Environmental biosurveillance systems such as BioWatch provide valuable insight as to the complexity of operational logistics and metrics inherent in collecting and providing meaningful information to public health agencies. Consideration and attention to ensuring the accuracy and reliability of real-time autonomous microbial detection at extremely low thresholds across a spectrum of pathogens is paramount.

Similarly, providing this information in a format and frequency that is compatible with current and emerging local public health communicable disease surveillance and epidemiologic investigation protocols and models is equally important. Providing local public health agencies with data that are ambiguous, uncertain, or unable to be validated creates inefficiencies in response and potentially undermines public health risk messaging credibility.

Although the current BioWatch system as launched in 2003 through the DHS OHA is imperfect with regard to the above criteria, it does provide a context if not a foundation for continuing state and local public health engagement regarding environmental bioagent detection.
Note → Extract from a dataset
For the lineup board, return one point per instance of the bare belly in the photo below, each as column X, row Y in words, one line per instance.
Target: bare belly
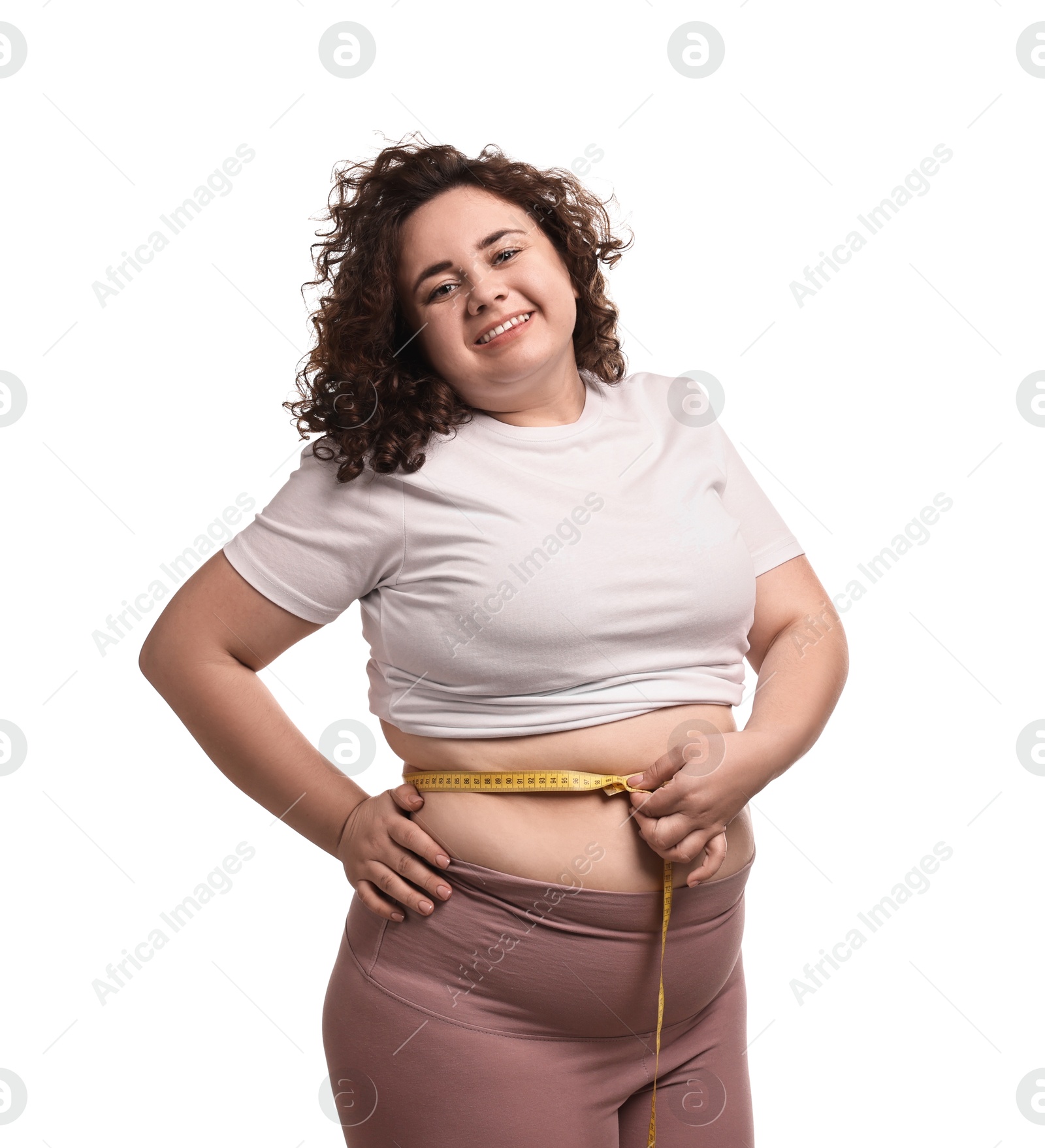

The BioWatch program has successfully engaged regional planning and preparedness through initiation of BACs. It has also further delineated the role of environmental health professionals in the planning and response to public health emergencies involving communicable diseases.

The BioWatch program has also catalyzed relationship building between law enforcement and public health officials in forwarding the value of “intelligence fusion” in the prevention of and/or response to an intentional (or unintentional) bioagent release or bioterrorism event. Timely information sharing across disciplines and levels of government and community has been shown time and time again to be instrumental in successful preparation, response, and recovery to emergency incidents that threaten community safety and health.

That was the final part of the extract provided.